Sewer Gas: Sewer gas is a byproduct of the decomposition of organic material in a septic system. It can include various harmful gases, including methane and hydrogen sulfide. If you’re noticing a sewer gas smell in your home, this article on how to get rid of septic smell outside is a gold mine!
Soil Permeability: Soil permeability refers to the soil’s ability to absorb water, which is crucial for a functioning septic system. Soil with poor permeability can lead to system failure. This guide on elaborates on the significance of soil properties for septic systems.
Septic Shock: Not to be confused with the medical condition, septic shock in the context of septic systems refers to the severe disruption of the system’s function, often due to factors like excessive waste or chemical introduction.
Dosing Chamber: A dosing chamber, also known as a pump chamber, stores effluent coming from the septic tank before it’s pumped into the drain field. Understanding the different components of your septic system, including the dosing chamber, can help you maintain it effectively. This is where a septic tank treatment or best additive for septic tank should be delivered.
Holding Tank: A holding tank stores wastewater and needs to be pumped out regularly because it doesn’t treat or discharge the waste like a septic system does.
Septic System Maintenance: Regular maintenance is crucial to keep a septic system functioning properly and to extend its lifespan. For advice on how to maintain your septic system, refer to this comprehensive guide on septic system maintenance.
Septic System Installation: The installation of a septic system is a complex process that requires careful planning and professional expertise.
Leaching Chambers: Leaching chambers are plastic chambers used in the drain field to distribute wastewater into the surrounding soil.
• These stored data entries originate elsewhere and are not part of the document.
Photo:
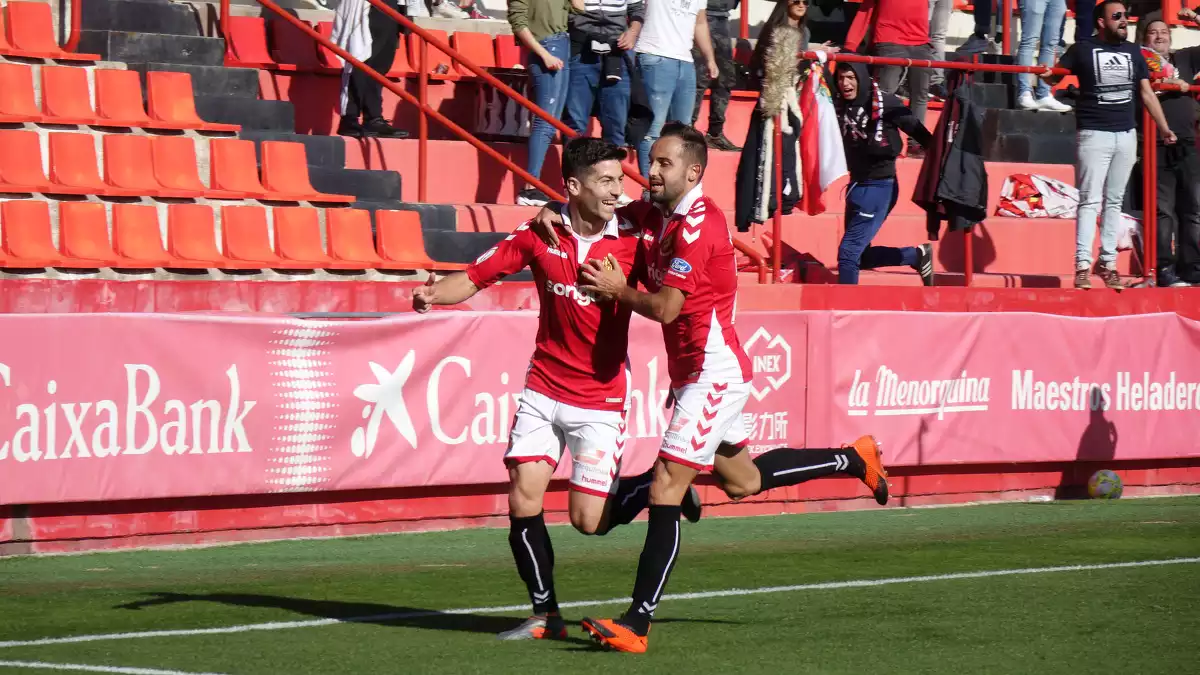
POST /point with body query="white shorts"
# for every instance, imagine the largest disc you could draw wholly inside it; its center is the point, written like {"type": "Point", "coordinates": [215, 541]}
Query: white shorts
{"type": "Point", "coordinates": [595, 440]}
{"type": "Point", "coordinates": [706, 416]}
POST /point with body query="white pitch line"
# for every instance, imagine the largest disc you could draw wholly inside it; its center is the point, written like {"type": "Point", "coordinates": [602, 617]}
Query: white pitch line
{"type": "Point", "coordinates": [84, 668]}
{"type": "Point", "coordinates": [504, 609]}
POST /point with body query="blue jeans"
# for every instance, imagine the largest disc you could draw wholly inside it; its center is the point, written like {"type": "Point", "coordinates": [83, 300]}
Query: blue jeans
{"type": "Point", "coordinates": [868, 204]}
{"type": "Point", "coordinates": [587, 83]}
{"type": "Point", "coordinates": [550, 94]}
{"type": "Point", "coordinates": [671, 88]}
{"type": "Point", "coordinates": [1041, 24]}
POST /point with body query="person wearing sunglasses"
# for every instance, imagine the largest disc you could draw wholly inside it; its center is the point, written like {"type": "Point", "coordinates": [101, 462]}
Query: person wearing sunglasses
{"type": "Point", "coordinates": [1113, 76]}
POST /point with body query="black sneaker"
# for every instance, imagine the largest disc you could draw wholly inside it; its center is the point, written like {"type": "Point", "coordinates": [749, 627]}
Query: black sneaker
{"type": "Point", "coordinates": [721, 143]}
{"type": "Point", "coordinates": [532, 197]}
{"type": "Point", "coordinates": [925, 263]}
{"type": "Point", "coordinates": [378, 127]}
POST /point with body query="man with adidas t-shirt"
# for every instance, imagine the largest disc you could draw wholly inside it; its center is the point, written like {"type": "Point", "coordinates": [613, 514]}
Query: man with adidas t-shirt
{"type": "Point", "coordinates": [577, 388]}
{"type": "Point", "coordinates": [691, 286]}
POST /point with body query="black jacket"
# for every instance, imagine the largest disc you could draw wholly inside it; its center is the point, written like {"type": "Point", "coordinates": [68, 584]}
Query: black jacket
{"type": "Point", "coordinates": [953, 181]}
{"type": "Point", "coordinates": [871, 133]}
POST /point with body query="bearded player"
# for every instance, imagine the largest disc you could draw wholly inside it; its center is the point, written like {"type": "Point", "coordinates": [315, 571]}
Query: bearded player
{"type": "Point", "coordinates": [691, 286]}
{"type": "Point", "coordinates": [576, 388]}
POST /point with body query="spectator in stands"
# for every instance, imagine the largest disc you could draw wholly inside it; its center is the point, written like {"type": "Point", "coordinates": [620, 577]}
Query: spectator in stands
{"type": "Point", "coordinates": [601, 35]}
{"type": "Point", "coordinates": [870, 130]}
{"type": "Point", "coordinates": [370, 36]}
{"type": "Point", "coordinates": [1179, 166]}
{"type": "Point", "coordinates": [540, 27]}
{"type": "Point", "coordinates": [899, 30]}
{"type": "Point", "coordinates": [1113, 73]}
{"type": "Point", "coordinates": [1041, 22]}
{"type": "Point", "coordinates": [721, 33]}
{"type": "Point", "coordinates": [664, 58]}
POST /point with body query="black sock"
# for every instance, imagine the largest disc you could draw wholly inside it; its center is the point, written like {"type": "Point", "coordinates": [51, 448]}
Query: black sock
{"type": "Point", "coordinates": [631, 496]}
{"type": "Point", "coordinates": [534, 556]}
{"type": "Point", "coordinates": [654, 567]}
{"type": "Point", "coordinates": [789, 466]}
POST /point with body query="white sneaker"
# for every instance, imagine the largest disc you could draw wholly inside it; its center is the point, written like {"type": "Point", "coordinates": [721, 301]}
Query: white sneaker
{"type": "Point", "coordinates": [1026, 102]}
{"type": "Point", "coordinates": [449, 10]}
{"type": "Point", "coordinates": [1053, 105]}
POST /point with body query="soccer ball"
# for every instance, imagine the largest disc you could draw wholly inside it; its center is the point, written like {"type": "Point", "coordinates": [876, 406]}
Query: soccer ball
{"type": "Point", "coordinates": [1104, 485]}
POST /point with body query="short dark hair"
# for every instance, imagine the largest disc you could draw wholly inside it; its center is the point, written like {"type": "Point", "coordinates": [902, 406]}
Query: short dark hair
{"type": "Point", "coordinates": [582, 154]}
{"type": "Point", "coordinates": [695, 149]}
{"type": "Point", "coordinates": [1102, 10]}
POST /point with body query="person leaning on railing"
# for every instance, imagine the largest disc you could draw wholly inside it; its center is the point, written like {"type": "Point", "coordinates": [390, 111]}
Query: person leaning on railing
{"type": "Point", "coordinates": [540, 27]}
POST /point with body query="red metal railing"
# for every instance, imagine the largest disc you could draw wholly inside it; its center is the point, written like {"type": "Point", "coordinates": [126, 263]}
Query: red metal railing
{"type": "Point", "coordinates": [425, 111]}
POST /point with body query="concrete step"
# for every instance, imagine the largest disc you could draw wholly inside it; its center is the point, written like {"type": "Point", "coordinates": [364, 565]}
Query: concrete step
{"type": "Point", "coordinates": [142, 16]}
{"type": "Point", "coordinates": [153, 47]}
{"type": "Point", "coordinates": [211, 81]}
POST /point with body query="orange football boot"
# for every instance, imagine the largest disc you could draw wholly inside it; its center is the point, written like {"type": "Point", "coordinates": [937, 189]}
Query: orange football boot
{"type": "Point", "coordinates": [615, 635]}
{"type": "Point", "coordinates": [876, 477]}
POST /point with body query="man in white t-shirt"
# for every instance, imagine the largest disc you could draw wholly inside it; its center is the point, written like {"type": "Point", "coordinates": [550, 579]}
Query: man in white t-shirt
{"type": "Point", "coordinates": [664, 58]}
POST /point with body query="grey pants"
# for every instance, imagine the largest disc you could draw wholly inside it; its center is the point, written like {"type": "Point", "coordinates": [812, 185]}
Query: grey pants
{"type": "Point", "coordinates": [918, 78]}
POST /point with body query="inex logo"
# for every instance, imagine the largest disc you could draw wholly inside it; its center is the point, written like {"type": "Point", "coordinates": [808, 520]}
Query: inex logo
{"type": "Point", "coordinates": [569, 291]}
{"type": "Point", "coordinates": [385, 396]}
{"type": "Point", "coordinates": [772, 360]}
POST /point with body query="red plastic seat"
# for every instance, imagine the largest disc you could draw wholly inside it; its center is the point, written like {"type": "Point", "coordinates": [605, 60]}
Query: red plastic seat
{"type": "Point", "coordinates": [293, 49]}
{"type": "Point", "coordinates": [477, 47]}
{"type": "Point", "coordinates": [75, 168]}
{"type": "Point", "coordinates": [21, 162]}
{"type": "Point", "coordinates": [246, 43]}
{"type": "Point", "coordinates": [29, 28]}
{"type": "Point", "coordinates": [508, 53]}
{"type": "Point", "coordinates": [400, 242]}
{"type": "Point", "coordinates": [137, 238]}
{"type": "Point", "coordinates": [65, 95]}
{"type": "Point", "coordinates": [324, 54]}
{"type": "Point", "coordinates": [286, 174]}
{"type": "Point", "coordinates": [175, 167]}
{"type": "Point", "coordinates": [245, 238]}
{"type": "Point", "coordinates": [173, 101]}
{"type": "Point", "coordinates": [348, 233]}
{"type": "Point", "coordinates": [439, 65]}
{"type": "Point", "coordinates": [233, 167]}
{"type": "Point", "coordinates": [17, 100]}
{"type": "Point", "coordinates": [83, 233]}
They are an alternative to traditional pipe and stone systems.
Advanced Treatment Systems: Advanced treatment systems, also known as secondary treatment systems, provide an additional level of treatment beyond what conventional septic systems offer. These systems can remove more pollutants, making them suitable for properties where standard systems are not adequate.
Effluent Screen: An effluent screen is installed in the septic tank’s outlet to prevent solids from entering the drain field, which can cause clogging and system failure.
Septic System Regulations: Septic system regulations can vary by location but typically cover aspects like system design, installation, maintenance, and inspection. Non-compliance can lead to penalties. To understand more about septic system regulations and compliance, refer to this post on the legal maze: what is the penalty for illegal septic system.